Hocking River. He was pretty ambitious too. That's a #7 Shad Rap he went after!


----------



## Roto Mike (Oct 16, 2012)

Very cool, nice!


If I'm not fishing, I'm thinking about fishing.


----------



## 9dodgefan (Jul 11, 2009)

Looks like Sharpie to me........


Just Kidding!!! I was there and Catmann schooled me all day long on the Hocking.


----------



## fisherboy (Sep 17, 2012)

Never saw 1 like that. & yes he/she must have been hungry.


----------



## CATMAN447 (Jun 12, 2011)

9dodgefan said:


> Looks like Sharpie to me........
> 
> 
> Just Kidding!!! I was there and Catmann schooled me all day long on the Hocking.


Ha! Definitely sharpie. You're due for a big day.


----------



## Salmonid (Apr 14, 2004)

Yup a Black Nosed Black Crappie, its a very common color variation in Black Crappies, My pond is full of em... Many hatcheries sell them specificaly if you ask for them.

Salmonid


----------



## KWaller (Oct 3, 2010)

Ill also add they are much more common further south for whatever reasons


Outdoor Hub mobile, the outdoor information engine


----------



## CATMAN447 (Jun 12, 2011)

Never even heard of a Black Nosed Crappie until this thread. Looked it up online and sure enough, Black Nosed Crappie!


----------



## fishforlife (Jul 29, 2008)

hope pic comes out


----------



## CATMAN447 (Jun 12, 2011)

Where did you catch that pig?


----------



## Jmsteele187 (Dec 22, 2011)

Nice slab! Looks like that may be good enough for a fish Ohio pin.


Outdoor Hub mobile, the outdoor information engine


----------



## BradS (Apr 7, 2004)

CATMAN447 said:


> Where did you catch that pig?


The post was named "here is one ky lake trip".....I am guessing Kentucky Lake??

Brad


----------



## Jmsteele187 (Dec 22, 2011)

BradS said:


> The post was named "here is one ky lake trip".....I am guessing Kentucky Lake??
> 
> Brad


Did I miss something? I thought the post was called striped crappie.


Outdoor Hub mobile, the outdoor information engine


----------



## Saugeyefisher (Jul 19, 2010)

Jmsteele187 said:


> Did I miss something?

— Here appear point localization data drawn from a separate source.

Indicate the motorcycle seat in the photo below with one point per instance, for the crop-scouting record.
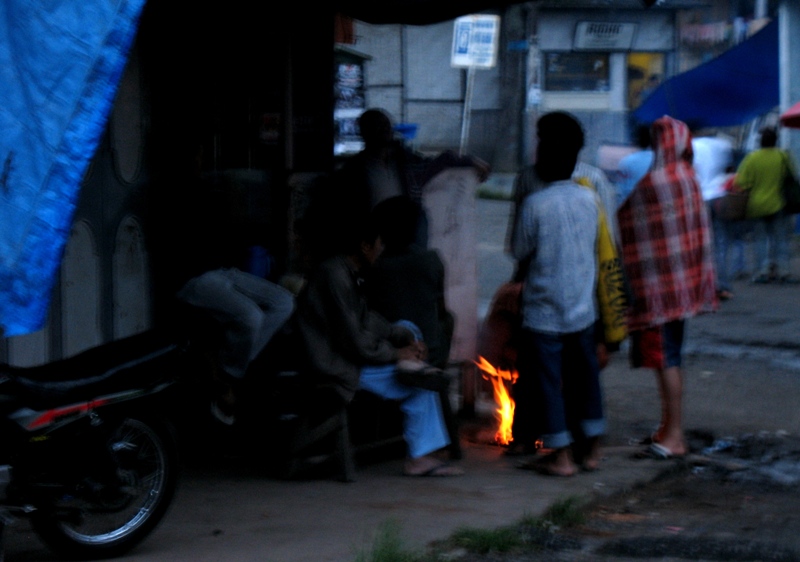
(134, 362)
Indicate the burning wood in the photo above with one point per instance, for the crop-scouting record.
(501, 380)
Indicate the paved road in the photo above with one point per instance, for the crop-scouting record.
(741, 376)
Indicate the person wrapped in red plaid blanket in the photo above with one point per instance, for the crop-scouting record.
(668, 258)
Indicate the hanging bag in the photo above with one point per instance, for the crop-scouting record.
(790, 188)
(733, 205)
(611, 295)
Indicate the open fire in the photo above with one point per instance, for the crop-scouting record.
(501, 381)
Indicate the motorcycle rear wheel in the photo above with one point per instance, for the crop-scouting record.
(111, 522)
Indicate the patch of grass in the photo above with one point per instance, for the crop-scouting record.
(567, 512)
(388, 546)
(482, 541)
(528, 534)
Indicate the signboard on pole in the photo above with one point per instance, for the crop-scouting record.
(475, 40)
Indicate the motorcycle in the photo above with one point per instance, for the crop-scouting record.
(86, 452)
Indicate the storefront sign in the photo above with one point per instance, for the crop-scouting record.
(475, 41)
(604, 36)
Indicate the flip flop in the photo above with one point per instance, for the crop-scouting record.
(439, 470)
(656, 451)
(543, 467)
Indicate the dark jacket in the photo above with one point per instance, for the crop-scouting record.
(338, 333)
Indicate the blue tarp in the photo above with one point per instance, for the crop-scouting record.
(60, 64)
(732, 89)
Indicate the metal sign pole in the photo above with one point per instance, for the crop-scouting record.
(467, 111)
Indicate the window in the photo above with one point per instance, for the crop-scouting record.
(576, 72)
(645, 74)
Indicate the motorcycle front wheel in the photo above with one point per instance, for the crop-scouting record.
(105, 520)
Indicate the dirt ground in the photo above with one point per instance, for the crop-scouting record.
(740, 503)
(736, 496)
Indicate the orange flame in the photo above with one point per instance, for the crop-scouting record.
(505, 404)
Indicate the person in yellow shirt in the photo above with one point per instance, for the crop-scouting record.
(761, 174)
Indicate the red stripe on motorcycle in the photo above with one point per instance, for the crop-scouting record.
(50, 416)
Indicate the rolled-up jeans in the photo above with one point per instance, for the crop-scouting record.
(563, 383)
(772, 235)
(424, 428)
(250, 310)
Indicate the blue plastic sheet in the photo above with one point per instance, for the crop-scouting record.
(60, 64)
(732, 89)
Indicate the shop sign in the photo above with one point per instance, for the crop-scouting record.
(604, 36)
(475, 40)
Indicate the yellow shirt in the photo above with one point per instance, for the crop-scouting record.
(761, 174)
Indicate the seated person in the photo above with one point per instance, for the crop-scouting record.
(349, 347)
(407, 282)
(206, 246)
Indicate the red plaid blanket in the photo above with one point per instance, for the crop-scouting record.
(665, 235)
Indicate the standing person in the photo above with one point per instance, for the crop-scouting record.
(529, 181)
(713, 156)
(667, 255)
(348, 346)
(387, 168)
(555, 237)
(761, 174)
(634, 166)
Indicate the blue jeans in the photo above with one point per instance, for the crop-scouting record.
(561, 394)
(728, 247)
(424, 428)
(249, 309)
(771, 235)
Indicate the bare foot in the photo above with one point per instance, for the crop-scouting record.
(591, 460)
(557, 463)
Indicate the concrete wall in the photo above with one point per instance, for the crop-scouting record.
(410, 76)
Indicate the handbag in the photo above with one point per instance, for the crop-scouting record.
(732, 206)
(611, 295)
(790, 189)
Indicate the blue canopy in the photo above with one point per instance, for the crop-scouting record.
(734, 88)
(60, 64)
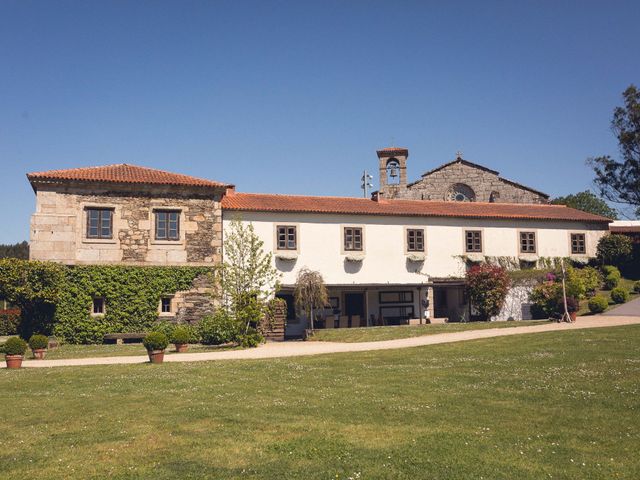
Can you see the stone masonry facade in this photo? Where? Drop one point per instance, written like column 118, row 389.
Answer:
column 58, row 227
column 443, row 183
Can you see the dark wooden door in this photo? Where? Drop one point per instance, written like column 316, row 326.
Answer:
column 354, row 305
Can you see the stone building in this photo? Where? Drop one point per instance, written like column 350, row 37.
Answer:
column 459, row 180
column 125, row 214
column 130, row 215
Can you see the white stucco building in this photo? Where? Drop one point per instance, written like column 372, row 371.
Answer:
column 390, row 261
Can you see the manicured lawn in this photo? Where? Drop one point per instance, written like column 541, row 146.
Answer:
column 86, row 351
column 551, row 405
column 373, row 334
column 625, row 283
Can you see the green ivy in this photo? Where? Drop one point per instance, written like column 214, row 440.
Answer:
column 131, row 293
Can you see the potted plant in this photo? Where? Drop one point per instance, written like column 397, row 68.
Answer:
column 180, row 338
column 38, row 344
column 14, row 349
column 155, row 343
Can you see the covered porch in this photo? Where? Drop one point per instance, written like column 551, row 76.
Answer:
column 352, row 306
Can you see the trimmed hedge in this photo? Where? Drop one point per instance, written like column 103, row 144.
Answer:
column 619, row 295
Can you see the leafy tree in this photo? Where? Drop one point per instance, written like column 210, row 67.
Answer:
column 248, row 278
column 619, row 181
column 16, row 250
column 587, row 202
column 614, row 249
column 310, row 292
column 487, row 286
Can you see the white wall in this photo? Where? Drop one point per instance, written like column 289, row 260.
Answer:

I thought the post was called striped crappie.
> 
> 
> Outdoor Hub mobile, the outdoor information engine


He's refering to a thread where member/moderater chaunch posted a pic of a black nose crappie a while back.


----------



## fishforlife (Jul 29, 2008)

sorry to all was having problems getting picture to load . but yes is a 14 inch 2lb black striped crappie from kentucky lake. sorry for the confusion.


----------



## CATMAN447 (Jun 12, 2011)

BradS said:


> The post was named "here is one ky lake trip".....I am guessing Kentucky Lake??
> 
> Useful contribution to this thread, BradS. Thanks!


----------



## CEO of CCK (Jul 23, 2012)

CATMAN447 said:


> Went fishing last week and hooked a crappie. As I went to remove the hook, I noticed that it had a distinct black stripe on it's back. I saw a thread a while back where another crappie with a stripe on it's back was caught. Not sure if this is a common occurrence with crappie, but I thought it was interesting.



That is way awesome! :G


----------